Deutsche Städte zwischen Herausforderung und
Selbstbestimmung

Das Städteranking zeigt, in welcher deutschen Stadt es sich gut leben
lässt, welche Stadt den meisten Komfort bietet, die beste Infrastruktur
hat und das höchste Bildungsangebot bereitstellt. Wie können unsere
Städte auch in Zukunft ihre hohe Lebensqualität erhalten?

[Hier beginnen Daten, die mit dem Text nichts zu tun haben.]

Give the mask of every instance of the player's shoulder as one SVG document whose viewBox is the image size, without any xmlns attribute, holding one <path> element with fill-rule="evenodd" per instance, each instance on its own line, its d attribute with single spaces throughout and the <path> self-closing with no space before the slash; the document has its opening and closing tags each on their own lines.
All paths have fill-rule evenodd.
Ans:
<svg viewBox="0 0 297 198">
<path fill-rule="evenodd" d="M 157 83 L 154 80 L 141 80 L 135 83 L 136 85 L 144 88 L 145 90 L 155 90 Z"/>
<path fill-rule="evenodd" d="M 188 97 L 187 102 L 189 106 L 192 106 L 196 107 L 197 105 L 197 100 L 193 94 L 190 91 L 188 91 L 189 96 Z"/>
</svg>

Im Auftrag von WirtschaftsWoche und ImmoScout24 hat das IW Consult alle
71 kreisfreien Städte Deutschlands mit mehr als 100.000 Einwohner:innen
verglichen. Das Städteranking bewertet die Städte in den vier Kategorien
Arbeitsmarkt, Wirtschaftsstruktur, Immobilienmarkt und Lebensqualität sowie
anhand ihrer Entwicklung der letzten fünf Jahre.
Die brandenburgische Landeshauptstadt Potsdam steht im Infrastrukturindex
ganz oben: Sie hat eine hohe Dichte an Hochschulen (Rang 1), und der
Zustand der Brücken, Autobahnen und Bundesstraßen ist vergleichsweise
befriedigend (Rang 2). Zudem ist die Dichte an MINT-Forschungseinrichtungen
hoch und die Glasfaserversorgung gut ausgebaut (jeweils Rang 5).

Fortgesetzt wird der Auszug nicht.